Thursday, April 26, 2012

A Tale of Two Lunches

There are good days and there are bad days as a mother.

There are days when I feel like I could be on the cover of Chatelaine magazine with my healthy, glowing, well-groomed children beaming beside me with "Mother of the Year" written underneath. Then there are the days when I feel certain I will one day be a guest on the Maury Povich show with my adult children toothless, unemployed and bitter, accusing me of ruining all of their lives.

Most days are in the no-man's land in between. I can watch Finny extend a compassionate arm to a classmate and pat myself on the back...and then two seconds later, grit my teeth as she yells at me from across a crowded playground to "get me something to eat before I starve to death". No please, no question words, no tenderness. Just bossing around the lazy, incompetent servant.

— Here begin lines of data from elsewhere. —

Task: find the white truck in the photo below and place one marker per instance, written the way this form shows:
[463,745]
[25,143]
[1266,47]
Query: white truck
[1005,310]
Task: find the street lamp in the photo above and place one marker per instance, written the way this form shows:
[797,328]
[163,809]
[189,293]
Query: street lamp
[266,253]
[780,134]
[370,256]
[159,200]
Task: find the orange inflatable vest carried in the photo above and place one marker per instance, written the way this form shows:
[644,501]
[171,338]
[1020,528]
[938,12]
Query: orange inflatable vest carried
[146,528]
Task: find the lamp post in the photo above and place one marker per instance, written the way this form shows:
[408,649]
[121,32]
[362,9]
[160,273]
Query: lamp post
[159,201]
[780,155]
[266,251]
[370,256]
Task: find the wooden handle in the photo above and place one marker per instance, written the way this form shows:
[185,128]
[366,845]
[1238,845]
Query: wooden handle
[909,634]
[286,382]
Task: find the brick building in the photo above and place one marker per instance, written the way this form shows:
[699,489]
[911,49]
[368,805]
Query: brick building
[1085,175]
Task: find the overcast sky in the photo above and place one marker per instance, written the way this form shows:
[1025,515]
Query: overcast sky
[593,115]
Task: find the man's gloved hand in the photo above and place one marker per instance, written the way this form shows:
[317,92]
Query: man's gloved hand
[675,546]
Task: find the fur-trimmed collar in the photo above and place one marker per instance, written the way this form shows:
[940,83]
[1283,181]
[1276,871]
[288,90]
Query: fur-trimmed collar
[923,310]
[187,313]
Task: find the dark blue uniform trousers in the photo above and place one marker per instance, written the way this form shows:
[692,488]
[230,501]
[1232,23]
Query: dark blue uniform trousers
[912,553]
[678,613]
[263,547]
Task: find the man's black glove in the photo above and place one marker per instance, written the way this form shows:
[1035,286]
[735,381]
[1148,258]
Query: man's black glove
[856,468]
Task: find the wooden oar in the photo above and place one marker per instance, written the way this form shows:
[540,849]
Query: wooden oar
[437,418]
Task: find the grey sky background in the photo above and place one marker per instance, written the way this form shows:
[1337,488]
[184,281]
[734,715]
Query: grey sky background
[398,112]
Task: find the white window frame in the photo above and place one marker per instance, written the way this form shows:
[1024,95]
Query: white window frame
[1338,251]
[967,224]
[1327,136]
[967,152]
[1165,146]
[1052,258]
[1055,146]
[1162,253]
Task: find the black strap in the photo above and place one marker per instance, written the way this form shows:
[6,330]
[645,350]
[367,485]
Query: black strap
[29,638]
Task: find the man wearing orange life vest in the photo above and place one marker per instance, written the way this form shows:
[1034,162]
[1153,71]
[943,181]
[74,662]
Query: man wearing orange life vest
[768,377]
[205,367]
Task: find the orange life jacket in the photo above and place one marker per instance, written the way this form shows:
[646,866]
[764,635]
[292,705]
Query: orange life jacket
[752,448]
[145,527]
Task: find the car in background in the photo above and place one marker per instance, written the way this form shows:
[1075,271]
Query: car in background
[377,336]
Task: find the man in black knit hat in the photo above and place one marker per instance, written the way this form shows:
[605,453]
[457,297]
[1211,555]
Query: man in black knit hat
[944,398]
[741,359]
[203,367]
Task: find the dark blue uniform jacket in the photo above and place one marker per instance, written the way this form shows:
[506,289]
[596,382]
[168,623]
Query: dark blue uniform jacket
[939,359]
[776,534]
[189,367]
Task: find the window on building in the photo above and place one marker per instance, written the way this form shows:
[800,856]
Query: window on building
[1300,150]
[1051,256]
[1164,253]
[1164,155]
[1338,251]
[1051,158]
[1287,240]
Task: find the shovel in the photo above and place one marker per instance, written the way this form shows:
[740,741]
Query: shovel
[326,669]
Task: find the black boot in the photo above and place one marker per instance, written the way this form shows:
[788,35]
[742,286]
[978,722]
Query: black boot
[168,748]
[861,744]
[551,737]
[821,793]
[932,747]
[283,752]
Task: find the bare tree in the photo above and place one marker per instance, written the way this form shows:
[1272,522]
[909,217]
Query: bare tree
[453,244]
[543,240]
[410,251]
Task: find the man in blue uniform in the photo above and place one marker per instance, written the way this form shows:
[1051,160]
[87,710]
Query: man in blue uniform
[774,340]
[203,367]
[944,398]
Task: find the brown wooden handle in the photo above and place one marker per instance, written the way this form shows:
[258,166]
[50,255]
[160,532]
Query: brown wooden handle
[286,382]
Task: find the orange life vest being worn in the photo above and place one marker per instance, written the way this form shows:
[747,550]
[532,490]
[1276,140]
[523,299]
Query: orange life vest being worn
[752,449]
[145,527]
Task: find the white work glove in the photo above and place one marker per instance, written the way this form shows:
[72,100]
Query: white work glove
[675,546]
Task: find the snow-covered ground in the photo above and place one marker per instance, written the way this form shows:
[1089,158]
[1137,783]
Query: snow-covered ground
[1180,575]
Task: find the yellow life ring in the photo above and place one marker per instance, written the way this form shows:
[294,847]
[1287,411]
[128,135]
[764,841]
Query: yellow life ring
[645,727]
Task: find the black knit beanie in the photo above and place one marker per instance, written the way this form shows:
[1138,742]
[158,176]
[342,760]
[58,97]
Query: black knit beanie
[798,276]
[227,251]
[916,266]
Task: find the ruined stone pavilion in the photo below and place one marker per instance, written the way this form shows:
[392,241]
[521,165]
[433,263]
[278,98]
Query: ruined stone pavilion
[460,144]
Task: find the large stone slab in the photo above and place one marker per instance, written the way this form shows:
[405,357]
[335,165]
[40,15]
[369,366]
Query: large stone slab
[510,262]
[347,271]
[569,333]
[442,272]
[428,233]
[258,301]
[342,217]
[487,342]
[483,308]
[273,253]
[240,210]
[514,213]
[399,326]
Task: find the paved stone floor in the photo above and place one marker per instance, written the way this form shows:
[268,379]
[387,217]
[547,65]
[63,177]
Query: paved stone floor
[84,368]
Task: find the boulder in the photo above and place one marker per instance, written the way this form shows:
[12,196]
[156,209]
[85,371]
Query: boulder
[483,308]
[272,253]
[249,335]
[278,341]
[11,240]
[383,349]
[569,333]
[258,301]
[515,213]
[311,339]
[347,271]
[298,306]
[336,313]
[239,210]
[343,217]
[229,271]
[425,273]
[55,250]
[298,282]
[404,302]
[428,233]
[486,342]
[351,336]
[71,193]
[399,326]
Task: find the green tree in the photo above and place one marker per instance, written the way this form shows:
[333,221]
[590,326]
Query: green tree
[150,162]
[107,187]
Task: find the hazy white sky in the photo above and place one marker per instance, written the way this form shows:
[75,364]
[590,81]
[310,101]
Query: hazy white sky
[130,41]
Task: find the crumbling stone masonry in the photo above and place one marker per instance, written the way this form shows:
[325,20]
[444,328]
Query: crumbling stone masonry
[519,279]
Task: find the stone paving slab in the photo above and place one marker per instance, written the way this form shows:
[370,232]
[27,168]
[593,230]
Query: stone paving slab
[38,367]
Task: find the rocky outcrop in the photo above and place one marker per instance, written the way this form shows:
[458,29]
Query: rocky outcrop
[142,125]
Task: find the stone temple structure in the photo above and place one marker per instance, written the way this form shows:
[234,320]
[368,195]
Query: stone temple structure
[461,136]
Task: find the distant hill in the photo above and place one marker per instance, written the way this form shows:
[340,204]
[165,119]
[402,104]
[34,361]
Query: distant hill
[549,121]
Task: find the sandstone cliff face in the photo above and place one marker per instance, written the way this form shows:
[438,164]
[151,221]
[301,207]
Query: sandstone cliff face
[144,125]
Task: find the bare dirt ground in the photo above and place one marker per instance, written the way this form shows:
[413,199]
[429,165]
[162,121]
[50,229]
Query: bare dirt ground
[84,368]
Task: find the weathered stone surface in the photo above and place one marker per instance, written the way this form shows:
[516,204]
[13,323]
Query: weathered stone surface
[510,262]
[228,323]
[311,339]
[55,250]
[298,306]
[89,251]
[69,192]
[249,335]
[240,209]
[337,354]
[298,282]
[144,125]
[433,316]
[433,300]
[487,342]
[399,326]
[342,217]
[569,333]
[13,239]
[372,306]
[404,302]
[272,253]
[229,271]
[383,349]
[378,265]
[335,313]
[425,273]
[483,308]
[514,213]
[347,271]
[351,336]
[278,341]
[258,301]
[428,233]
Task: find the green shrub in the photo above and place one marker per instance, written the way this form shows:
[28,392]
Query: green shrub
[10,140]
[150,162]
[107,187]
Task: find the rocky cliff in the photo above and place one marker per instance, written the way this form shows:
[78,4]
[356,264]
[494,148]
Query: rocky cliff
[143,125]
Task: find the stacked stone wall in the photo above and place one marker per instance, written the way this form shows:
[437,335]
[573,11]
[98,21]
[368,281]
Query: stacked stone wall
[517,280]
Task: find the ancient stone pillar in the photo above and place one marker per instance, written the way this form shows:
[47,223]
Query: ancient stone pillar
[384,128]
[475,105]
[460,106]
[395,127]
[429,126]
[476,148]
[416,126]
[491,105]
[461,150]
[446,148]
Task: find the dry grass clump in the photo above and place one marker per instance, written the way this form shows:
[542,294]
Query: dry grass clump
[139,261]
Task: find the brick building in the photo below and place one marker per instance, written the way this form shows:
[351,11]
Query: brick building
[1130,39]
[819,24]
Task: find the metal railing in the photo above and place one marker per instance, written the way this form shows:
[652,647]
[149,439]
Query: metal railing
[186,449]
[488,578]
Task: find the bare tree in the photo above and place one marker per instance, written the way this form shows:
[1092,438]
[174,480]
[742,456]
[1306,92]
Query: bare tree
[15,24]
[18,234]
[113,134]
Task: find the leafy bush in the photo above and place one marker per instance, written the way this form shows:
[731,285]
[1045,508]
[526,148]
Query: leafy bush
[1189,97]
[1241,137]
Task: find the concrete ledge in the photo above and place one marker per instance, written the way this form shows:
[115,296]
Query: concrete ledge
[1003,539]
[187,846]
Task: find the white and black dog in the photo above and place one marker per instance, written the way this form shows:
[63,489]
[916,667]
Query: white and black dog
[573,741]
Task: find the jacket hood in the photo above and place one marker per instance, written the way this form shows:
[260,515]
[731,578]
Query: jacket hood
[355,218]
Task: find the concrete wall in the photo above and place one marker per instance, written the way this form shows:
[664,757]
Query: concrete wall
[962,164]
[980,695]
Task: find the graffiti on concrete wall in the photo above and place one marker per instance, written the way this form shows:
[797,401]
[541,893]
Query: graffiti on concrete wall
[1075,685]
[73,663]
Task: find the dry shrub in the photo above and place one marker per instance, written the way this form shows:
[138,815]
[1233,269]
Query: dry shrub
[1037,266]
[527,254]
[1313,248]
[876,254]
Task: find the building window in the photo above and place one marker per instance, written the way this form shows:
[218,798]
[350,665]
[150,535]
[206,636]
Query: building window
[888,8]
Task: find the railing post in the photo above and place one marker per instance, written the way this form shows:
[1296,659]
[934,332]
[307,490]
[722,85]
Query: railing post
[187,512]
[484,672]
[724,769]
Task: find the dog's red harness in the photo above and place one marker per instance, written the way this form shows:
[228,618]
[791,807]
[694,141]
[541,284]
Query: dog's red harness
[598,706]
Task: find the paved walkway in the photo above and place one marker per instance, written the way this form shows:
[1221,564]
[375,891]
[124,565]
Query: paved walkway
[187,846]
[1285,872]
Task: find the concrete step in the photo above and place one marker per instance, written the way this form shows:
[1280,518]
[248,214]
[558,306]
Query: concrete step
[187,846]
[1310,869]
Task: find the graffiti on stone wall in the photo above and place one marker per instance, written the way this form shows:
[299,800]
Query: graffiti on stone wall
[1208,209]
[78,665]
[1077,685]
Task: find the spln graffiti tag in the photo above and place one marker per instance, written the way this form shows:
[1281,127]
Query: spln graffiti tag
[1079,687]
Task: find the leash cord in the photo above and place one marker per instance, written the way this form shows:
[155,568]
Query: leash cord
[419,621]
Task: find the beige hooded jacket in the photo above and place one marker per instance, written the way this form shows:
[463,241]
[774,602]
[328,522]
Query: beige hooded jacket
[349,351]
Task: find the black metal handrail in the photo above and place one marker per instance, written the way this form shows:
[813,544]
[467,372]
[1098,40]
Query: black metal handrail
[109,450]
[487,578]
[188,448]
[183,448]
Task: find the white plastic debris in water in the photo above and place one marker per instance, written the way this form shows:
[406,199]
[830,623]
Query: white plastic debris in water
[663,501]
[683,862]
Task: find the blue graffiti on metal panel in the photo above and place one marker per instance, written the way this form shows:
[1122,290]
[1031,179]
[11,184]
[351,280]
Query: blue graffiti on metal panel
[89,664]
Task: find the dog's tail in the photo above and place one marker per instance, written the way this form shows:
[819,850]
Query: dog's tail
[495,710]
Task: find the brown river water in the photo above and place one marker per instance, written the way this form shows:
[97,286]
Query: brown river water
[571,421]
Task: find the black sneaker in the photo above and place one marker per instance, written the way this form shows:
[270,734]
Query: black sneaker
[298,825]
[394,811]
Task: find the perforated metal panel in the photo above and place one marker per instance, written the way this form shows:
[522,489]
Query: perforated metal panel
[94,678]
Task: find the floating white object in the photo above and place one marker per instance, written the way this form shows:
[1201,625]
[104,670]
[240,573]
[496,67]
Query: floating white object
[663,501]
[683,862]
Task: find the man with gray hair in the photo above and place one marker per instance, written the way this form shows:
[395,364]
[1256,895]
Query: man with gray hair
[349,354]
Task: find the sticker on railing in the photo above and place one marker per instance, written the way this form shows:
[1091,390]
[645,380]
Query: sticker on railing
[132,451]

One single thing serves as a barometer of my daily successes and failures as a parent: the school lunch.

Some days, my children head off to school with balanced, nutritious and tasty meals lovingly prepared by my own hands. Those are the days (usually right after grocery shopping day) when the almond butter is organic and the whole wheat buns from Whole Foods were warmed up in the oven that morning. I pack the muffins I baked the afternoon before and they have flax seed in them. The unsweetened applesauce with cute, clean spoon from Daiso and a note from me wishing them the best sort of day. Every delectable element is in a reusable container, smug and planet-friendly. When I am done making their lunches, safely tucked into their bags (which contain completed homework and signed permission slips), the kitchen is tidy and my homemade latte is steaming beside the stove with the perfect sprinkle of cinnamon on top.

There are other days. Days when I am up only twenty minutes before we should be out the door to school. The pantry is bare. I separate the Ritz cracker crumbs into three ziploc bags. I throw in gummies. They are fruit shaped...so that must be healthy. I send the granola bars that are basically just chocolate bars (and nasty ones at that) in shiny foil wrappers. I toast a four day old bagel that could easy break their teeth. I know full well as I jam all that stuff into their bags that they won't eat any of it (except the gummies and the chocolate...I mean, granola bar). I just need to know that if someone looks in their bags, they have food.

I am the same person. I have the same loving intent in my heart and yet...and yet...I guess John Denver said it best: "Some days are diamonds, some days are stones."